I put the hands in handsome. Then I put my penis in those hands. That’s some good-looking lovemaking.
I asked what year the car was that was sitting in the driveway, but what I meant was how long had it been parked there. If it’s been there since 1982, I’ve been in love longer than it is wide.
Love rules the world. Like a tyrant.
All the love I have left over from my last relationship is covered in tinfoil and labeled “Do Not Eat.” Since I don’t feel like cooking or making love, I’ll probably have it for dinner tonight.
I once tried to shave my mustache off with a toothbrush. Just one example of my skills as a lover.
I love favors, because a favor is, instead of me doing something or paying you anything, why don’t you do it for me for free?
His loyalty has the consistency of a booger—sticky for a while, but easily flicked off. I’d probably love Prague in the spring.
I welcome all You’re Welcomes with open arms and open zippers. My love for her is sandwiched between two slices of Thank You.
To their eyes, I was love. To their ears, I was truth. To their noses, I was anus.
I invented a Love Machine. You should buy two, one as a backup—or to run both simultaneously while you masturbate.

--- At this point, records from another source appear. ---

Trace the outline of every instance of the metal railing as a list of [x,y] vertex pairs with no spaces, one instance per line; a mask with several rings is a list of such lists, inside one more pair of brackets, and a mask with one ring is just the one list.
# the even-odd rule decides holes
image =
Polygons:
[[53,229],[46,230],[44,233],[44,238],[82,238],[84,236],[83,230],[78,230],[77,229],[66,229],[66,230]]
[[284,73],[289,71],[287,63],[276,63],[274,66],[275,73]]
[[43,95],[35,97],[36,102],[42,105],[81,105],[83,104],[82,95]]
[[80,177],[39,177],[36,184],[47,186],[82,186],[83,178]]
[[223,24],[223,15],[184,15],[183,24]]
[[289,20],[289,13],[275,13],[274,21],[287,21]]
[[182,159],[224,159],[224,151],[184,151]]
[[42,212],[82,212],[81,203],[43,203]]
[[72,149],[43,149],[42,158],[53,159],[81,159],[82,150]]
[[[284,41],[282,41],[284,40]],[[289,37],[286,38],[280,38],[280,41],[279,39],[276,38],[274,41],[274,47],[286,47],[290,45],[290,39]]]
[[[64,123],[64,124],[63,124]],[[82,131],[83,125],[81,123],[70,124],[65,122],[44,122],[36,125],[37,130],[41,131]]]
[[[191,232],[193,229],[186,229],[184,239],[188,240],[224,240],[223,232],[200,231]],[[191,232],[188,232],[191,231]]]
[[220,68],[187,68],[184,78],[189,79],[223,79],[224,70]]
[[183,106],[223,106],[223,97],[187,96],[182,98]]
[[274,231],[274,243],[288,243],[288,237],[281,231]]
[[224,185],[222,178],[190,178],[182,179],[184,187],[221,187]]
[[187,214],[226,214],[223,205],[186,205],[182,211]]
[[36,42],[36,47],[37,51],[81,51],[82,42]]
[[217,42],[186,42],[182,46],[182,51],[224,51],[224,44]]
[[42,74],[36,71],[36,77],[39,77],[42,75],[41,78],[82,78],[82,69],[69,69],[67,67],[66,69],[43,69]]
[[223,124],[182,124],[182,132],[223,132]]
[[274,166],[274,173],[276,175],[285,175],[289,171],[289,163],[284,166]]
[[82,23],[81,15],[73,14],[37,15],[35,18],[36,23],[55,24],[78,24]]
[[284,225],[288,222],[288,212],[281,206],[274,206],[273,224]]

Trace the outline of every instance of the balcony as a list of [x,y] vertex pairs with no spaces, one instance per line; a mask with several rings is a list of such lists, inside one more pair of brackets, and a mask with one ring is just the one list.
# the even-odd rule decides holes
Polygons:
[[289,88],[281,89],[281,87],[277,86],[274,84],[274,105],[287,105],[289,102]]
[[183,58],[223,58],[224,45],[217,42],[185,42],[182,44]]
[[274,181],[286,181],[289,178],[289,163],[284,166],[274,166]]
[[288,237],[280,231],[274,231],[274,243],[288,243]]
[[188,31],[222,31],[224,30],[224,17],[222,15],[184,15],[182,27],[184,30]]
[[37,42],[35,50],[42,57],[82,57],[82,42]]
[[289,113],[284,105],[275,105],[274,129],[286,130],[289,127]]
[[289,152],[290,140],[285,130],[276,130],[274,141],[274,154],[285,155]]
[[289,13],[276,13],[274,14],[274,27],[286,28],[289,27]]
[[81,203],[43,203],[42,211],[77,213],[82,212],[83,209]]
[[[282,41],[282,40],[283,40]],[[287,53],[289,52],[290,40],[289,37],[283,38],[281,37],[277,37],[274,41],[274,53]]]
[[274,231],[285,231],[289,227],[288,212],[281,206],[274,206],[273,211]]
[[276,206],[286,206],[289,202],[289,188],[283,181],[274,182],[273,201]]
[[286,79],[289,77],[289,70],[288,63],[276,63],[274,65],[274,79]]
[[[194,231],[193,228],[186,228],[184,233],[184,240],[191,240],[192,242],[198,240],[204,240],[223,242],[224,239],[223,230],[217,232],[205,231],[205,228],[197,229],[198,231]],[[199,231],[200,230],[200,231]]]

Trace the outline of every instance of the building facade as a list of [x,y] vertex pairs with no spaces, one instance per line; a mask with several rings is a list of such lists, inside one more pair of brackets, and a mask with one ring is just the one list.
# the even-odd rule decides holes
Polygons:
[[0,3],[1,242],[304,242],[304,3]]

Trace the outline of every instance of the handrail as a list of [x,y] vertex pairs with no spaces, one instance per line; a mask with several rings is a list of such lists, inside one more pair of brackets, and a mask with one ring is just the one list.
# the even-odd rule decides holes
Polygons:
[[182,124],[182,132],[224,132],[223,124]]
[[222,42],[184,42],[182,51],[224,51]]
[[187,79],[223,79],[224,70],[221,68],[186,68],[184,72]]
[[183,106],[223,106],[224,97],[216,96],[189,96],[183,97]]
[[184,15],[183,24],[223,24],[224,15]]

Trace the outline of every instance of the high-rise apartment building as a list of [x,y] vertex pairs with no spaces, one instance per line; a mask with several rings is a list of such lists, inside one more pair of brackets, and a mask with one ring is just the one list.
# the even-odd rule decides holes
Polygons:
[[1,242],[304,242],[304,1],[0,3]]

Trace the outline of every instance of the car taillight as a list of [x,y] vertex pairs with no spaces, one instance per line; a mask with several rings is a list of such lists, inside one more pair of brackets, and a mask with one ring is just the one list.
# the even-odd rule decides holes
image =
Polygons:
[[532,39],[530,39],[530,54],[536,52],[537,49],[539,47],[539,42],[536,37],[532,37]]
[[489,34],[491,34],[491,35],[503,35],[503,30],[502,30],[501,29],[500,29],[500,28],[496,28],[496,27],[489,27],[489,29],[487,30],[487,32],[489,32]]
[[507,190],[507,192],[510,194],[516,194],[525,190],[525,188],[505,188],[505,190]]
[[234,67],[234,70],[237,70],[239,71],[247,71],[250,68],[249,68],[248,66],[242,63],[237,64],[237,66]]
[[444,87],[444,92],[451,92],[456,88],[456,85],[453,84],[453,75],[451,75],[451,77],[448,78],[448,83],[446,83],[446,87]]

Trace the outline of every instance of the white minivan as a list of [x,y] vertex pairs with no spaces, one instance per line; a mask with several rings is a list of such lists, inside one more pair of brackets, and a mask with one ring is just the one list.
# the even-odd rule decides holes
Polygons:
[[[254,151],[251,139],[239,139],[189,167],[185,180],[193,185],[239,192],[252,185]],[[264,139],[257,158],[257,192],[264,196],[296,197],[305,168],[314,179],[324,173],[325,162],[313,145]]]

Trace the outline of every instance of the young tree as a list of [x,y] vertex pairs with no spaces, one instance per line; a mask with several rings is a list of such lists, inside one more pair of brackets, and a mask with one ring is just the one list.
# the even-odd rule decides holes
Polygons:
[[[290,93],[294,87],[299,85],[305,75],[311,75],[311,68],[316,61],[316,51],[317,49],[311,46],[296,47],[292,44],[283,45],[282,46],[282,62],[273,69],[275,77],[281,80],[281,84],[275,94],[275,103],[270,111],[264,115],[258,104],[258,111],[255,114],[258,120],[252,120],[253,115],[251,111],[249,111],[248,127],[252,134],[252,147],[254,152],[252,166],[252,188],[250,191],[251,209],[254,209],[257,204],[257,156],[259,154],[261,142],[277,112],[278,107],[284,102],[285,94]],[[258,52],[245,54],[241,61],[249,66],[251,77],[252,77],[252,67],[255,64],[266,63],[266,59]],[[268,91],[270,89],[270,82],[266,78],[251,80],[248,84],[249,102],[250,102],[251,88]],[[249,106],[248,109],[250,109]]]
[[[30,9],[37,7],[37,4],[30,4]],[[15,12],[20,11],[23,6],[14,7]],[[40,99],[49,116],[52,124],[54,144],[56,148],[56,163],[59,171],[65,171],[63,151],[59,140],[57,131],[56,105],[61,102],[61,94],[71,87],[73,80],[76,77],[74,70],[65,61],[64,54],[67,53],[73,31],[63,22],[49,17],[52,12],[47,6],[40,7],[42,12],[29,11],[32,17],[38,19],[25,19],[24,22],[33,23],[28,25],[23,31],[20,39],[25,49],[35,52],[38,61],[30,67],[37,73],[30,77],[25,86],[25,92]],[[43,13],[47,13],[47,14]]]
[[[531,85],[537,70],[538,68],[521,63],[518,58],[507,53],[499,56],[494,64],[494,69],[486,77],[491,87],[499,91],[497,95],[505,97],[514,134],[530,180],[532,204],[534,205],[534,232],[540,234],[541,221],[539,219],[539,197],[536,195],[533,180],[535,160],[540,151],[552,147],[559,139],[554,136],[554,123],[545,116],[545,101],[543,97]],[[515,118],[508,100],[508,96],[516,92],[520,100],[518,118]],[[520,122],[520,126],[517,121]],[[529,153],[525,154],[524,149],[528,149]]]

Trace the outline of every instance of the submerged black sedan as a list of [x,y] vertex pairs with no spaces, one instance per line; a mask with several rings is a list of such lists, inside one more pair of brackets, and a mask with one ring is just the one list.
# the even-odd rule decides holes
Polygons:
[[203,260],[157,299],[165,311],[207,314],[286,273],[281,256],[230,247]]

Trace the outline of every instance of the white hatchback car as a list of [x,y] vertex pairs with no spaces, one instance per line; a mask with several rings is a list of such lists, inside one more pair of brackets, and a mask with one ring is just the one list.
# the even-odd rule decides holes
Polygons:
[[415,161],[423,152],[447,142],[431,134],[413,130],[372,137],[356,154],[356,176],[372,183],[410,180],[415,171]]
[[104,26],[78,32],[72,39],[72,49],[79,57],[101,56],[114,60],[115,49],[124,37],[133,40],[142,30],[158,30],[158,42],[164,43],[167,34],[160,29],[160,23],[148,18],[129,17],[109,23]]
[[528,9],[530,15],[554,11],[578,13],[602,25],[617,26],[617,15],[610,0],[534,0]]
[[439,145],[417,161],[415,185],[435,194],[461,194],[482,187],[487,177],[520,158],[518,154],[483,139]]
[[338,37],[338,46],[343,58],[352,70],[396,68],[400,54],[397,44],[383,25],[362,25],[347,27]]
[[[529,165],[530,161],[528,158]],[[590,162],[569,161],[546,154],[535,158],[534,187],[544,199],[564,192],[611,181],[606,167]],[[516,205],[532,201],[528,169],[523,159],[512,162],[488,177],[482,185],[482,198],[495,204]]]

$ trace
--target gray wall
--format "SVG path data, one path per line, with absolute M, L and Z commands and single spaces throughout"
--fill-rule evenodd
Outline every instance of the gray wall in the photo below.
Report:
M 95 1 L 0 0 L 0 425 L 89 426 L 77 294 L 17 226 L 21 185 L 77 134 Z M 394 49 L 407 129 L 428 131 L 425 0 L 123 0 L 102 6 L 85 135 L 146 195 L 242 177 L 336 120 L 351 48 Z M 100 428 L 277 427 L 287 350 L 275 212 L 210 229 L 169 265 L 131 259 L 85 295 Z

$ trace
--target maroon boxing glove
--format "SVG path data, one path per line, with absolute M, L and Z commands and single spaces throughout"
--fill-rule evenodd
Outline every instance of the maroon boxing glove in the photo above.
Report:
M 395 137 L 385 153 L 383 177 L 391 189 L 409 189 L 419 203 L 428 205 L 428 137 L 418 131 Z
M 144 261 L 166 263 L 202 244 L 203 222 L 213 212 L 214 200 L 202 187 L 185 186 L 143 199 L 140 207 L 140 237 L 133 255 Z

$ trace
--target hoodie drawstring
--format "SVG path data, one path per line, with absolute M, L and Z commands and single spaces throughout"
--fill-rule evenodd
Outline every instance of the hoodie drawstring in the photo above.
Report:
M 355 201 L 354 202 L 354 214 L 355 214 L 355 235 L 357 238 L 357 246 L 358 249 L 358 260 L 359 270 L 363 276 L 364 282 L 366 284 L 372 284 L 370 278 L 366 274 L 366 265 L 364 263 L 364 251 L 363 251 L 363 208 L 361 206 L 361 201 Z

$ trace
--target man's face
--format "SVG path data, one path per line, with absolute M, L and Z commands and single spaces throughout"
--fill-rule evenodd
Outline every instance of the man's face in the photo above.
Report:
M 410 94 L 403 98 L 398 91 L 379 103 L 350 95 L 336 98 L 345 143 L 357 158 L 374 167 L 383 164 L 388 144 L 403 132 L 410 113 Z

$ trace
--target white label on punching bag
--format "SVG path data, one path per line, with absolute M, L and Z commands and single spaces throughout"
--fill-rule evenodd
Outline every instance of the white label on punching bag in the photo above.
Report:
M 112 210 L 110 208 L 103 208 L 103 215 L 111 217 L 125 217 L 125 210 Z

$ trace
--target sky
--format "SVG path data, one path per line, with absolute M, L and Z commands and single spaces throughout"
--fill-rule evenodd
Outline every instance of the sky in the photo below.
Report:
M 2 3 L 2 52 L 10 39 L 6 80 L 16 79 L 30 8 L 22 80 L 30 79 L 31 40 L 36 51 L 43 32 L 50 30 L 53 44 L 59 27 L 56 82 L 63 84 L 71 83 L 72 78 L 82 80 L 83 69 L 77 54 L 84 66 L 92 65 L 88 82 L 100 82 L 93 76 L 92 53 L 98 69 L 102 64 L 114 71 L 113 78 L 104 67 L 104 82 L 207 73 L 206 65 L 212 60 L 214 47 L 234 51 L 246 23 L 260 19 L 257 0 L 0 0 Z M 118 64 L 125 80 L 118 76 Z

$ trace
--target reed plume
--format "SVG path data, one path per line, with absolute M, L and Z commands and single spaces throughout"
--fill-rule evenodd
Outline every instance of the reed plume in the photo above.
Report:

My albino elbow bends like a bow and arrow shoots shoots, roots, and bearded forest creatures. Love me now, before I remove my undergrowth.
Your unborn children cry in your testicles. I can hear them when you masturbate. Your mother loves me more than she loves you.
I called her Nebraska, because she was from Iowa. We made love like the Midwest. Well, not all of it. More like the Midwest minus Kansas, if you know what I mean.